Un filón siempre contiene una proporción, aunque sea pequeña, de derrubios procedentes del terreno en que está encajado, pero consta, esencialmente, de minerales abandonados en la cavidad por los fluidos que los contenían en disolución y que se hallaban sometidos a temperaturas y presiones elevadas. Se trata por lo general de vapores metalíferos, desprendidos más abajo por magmas en curso de solidificación, o bien de aguas minerales ascendentes. En otros casos, aunque más raramente, los minerales han sido abandonados por las aguas infiltradas, y descendentes, que se han cargado de minerales disueltos al atravesar los terrenos superiores. Trátese de vapores o de agua, el proceso de abandono de los minerales en la fisura es extremadamente lento: son varios los años requeridos para que se forme en el filón un espesor de un solo milímetro.
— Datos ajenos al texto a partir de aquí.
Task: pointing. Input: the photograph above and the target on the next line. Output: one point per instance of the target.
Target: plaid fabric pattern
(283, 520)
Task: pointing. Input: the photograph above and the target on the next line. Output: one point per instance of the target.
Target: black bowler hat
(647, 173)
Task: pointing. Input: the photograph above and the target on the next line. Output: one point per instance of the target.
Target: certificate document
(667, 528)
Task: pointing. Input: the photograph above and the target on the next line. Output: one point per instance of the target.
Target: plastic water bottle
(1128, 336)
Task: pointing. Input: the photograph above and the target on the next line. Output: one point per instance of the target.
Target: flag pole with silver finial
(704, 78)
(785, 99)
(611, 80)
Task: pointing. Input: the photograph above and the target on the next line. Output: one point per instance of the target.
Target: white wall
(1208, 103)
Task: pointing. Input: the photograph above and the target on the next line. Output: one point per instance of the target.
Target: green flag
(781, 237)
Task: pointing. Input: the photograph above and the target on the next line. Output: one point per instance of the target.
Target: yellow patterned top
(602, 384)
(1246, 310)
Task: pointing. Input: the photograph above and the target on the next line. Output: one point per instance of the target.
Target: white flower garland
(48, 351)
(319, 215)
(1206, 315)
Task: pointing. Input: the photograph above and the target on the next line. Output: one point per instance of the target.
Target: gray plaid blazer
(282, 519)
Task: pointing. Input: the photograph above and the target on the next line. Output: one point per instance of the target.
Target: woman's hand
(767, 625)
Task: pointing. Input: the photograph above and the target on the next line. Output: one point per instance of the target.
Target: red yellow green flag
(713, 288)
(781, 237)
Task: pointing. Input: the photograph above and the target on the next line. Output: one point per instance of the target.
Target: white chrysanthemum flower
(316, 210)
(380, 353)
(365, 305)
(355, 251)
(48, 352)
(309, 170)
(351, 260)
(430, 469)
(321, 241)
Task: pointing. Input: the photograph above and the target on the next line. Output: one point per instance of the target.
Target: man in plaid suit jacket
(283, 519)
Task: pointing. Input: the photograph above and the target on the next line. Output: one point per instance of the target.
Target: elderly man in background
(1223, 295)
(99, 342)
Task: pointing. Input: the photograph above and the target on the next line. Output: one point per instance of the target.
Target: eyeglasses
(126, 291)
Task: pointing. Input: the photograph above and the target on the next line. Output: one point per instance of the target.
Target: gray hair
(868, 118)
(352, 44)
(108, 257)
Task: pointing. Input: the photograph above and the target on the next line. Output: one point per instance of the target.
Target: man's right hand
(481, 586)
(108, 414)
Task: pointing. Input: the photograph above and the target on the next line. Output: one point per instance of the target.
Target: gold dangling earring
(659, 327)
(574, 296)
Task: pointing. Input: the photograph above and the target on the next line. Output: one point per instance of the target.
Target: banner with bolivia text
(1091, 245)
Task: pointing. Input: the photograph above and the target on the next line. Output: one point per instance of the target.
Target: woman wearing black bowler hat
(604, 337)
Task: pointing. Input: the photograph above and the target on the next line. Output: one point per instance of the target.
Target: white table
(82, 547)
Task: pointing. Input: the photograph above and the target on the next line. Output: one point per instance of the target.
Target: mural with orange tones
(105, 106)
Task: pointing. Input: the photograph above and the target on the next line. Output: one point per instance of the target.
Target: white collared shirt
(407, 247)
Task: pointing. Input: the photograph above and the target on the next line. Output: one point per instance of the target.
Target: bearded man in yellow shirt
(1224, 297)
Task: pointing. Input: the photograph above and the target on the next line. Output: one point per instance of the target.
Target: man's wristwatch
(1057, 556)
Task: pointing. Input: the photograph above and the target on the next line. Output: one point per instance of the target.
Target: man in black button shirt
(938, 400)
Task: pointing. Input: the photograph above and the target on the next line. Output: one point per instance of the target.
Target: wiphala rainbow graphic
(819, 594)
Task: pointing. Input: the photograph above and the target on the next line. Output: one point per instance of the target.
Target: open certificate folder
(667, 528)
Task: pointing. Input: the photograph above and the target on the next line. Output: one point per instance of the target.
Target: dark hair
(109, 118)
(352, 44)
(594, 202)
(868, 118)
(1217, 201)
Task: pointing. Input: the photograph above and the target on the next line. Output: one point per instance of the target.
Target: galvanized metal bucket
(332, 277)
Dado este ritmo, se puede suponer que las fisuras que contienen los filones, especialmente los de mucha inclinación, se han ido ensanchando con el tiempo. En efecto, al formarse una diaclasa o una falla de cierta anchura, la cavidad no puede permanecer vacía durante millares de años, pues no tarda en ser rellenada por derrubios caídos por gravedad y por materiales arrastrados por las aguas (sedimentos, fangos, etcétera). Es fácil concluir, por consiguiente, que una fisura poco importante, ya rellenada por mineralización mediante sucesivas sacudidas del terreno, ha ido sufriendo pequeños ensanchamientos sucesivamente rellenados. El aspecto de muchos filones confirma esa suposición. En muchos casos, aquellos escombros producidos por el derrumbe de las paredes de la falla constituyen una masa importante en cuyos intersticios se ha producido la mineralización anteriormente descrita. Una especie de brecha se forma a partir de aquella cementación: de ahí el calificativo de brechoides que se aplica a los filones. A veces subsisten cavidades, las drusas, generalmente revestidas por hermosos cristales. Existen, por último, filones que son el resultado del relleno de la fisura con basalto u otros magmas fluidos.